Thursday, October 16, 2008

The problem with Moon Potatoes

The trouble with planting potato seeds on our moon
600 word version

In the summer of ‘69, as my young brother David and I pigged out on potato chips and sipped Tang, we watched in awe, as Astronauts Aldrin and Armstrong hypnotizingly bounced around on the Moon. As our grainy black & white Zenith set fluttered otherworldly phenomena, I explained that the 3-second communication gaps were due to the time it took for Mission Control’s messages to reach the moon module, and then bounce back. Years later, David told me that he heard what I was said, but it was too much then, for his young mind to comprehend.

Since our last Apollo return, the comprehension required to understand inner-workings of mechanisms orbiting over our heads has increased exponentially. Nowadays, NASA has astronomical plans to establish a permanent colony near our satellite’s South Pole. From a positive engineering aspect, this extremity appears ice-capped and gathers abundant sunshine.

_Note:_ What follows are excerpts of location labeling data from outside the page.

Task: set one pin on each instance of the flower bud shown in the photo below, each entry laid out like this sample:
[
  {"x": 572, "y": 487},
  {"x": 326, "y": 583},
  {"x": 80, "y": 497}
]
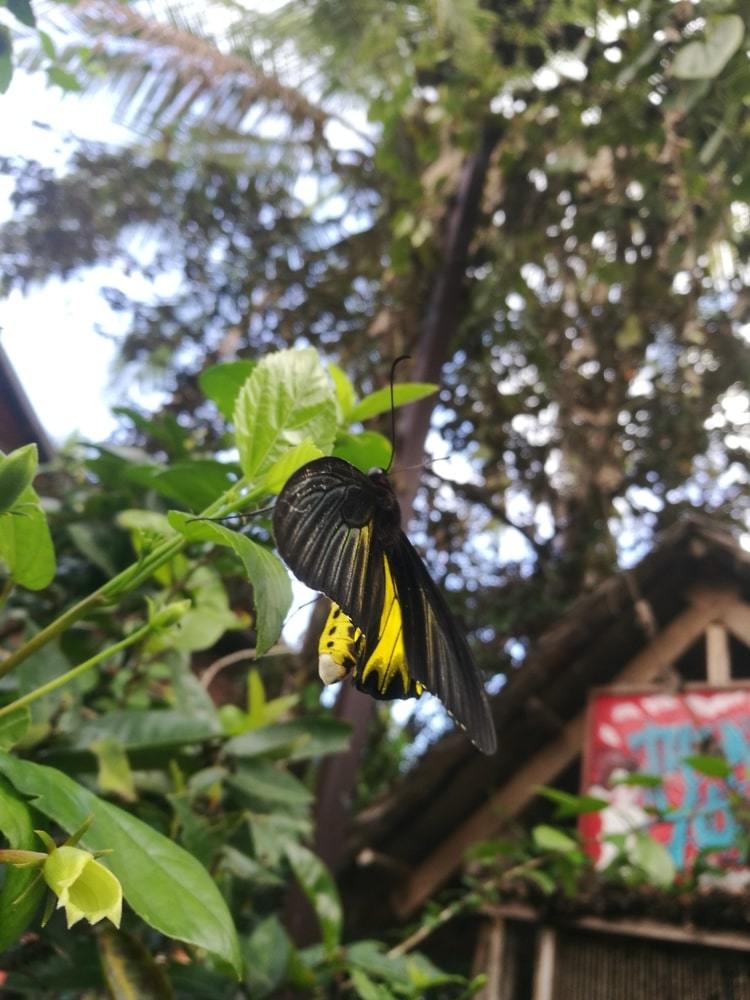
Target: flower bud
[{"x": 83, "y": 886}]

For decades, sky gazers have speculated, that whoever wields power over this new Moon, will also reign supreme over Earth, with military “defense” weaponry and more. Our space agency is gearing up for this, by making Moon travel appear promising for average Joe Spud’s
 
Recently, Apollo Chronicles featured an article comparing the Moon to Sun Valley’s Dollar Mountain: http://science.nasa.gov/headlines/y2006/17jan_jack.htm
A prime moon-mover and dust shaker, partially eclipsed in this piece, is former astronaut Harrison Schmitt. Dr. Schmitt is geology engineer, who has started a corporation for extracting Helium -3 from the moon. In the well-crafted NASA article, readers get the playful feeling that any stuck in the mud not rooting for buoyant moon bounces, must be flat out against fun. The accepted wisdom is that pish-poshing un-patriotics should be made to munch on moon dust.

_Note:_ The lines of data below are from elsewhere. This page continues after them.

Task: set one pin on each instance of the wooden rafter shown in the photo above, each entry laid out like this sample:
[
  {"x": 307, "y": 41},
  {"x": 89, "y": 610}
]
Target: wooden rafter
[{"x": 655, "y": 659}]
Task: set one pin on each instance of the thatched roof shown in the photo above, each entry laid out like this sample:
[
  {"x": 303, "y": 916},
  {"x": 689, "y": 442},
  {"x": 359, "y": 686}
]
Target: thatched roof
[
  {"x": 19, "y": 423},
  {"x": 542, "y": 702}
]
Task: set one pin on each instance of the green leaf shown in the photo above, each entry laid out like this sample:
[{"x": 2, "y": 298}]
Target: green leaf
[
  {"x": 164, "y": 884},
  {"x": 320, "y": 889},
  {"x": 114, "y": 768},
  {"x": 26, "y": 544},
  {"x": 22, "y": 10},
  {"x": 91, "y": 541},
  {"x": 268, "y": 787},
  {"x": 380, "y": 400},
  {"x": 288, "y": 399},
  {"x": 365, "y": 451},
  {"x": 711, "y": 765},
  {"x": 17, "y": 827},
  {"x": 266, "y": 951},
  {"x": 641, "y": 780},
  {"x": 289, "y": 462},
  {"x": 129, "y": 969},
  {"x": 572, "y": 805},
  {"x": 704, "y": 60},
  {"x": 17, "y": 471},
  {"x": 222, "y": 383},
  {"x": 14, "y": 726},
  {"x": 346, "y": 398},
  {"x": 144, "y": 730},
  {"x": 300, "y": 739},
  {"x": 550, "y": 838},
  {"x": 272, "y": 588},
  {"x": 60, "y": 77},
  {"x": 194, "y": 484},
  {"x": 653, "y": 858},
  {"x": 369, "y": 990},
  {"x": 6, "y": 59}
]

Ironically, this heavenly body ceaselessly revolving about us could wind up saving us. In one giant leap for humankind, fusion power fueled by the Moon’s ethereal helium-3 could become the spark for transport methods of never-ending energy -an upholding solution to our self-wrought energy crisis. Scientific researchers at Princeton University Plasma Plastics Lab have speculated that we could scrape over one million tons of helium-3 from the Moon surface. At the going rate of $3 million a ton, this would put a half-million dollars in every earthling’s back pocket!


It’s nice to imagine such a bright future, but down-to-earth-doubters point out that NASA is renowned for exorbitant cost overruns and does not put spending skycaps on such undertakings. In 2002, NASA even deleted from its mission statement the words, “to understand and protect our home planet .” How can the gravity of the good outweigh the bad, if we heavily invest in moon missions, while our country is facing Mountainous $$’s of debt? Here we are, aiming with billions of bucks to turn a profitable ship-lane in the sky; meanwhile, in years of overabundance, most food banks turn down fresh Idaho potatoes, because they are too heavy to ship.


Although the Moon is currently barren of sustaining food, we will likely expand moon colonization efforts, including farming, if this gold rush of the new millennium proves profitable. In fact, Fort Hall Indian Reservation High School students recently conducted a successful potato growing experiment on Space Shuttle Atlantis.


Soon, average Joe-Spud’s will be asked to launch more taxing skyrocket missions. But before that, shouldn’t we first invest our mountainous dollars to help waterways run to clean oceans? And focus on solar power already here? And determine more seaworthy transport solutions, so food belt farmers need not in years of overabundance, shamefully plough their potatoes down under the harvest moon, with millions starving in dark Africa and even gloomy pockets of Idaho?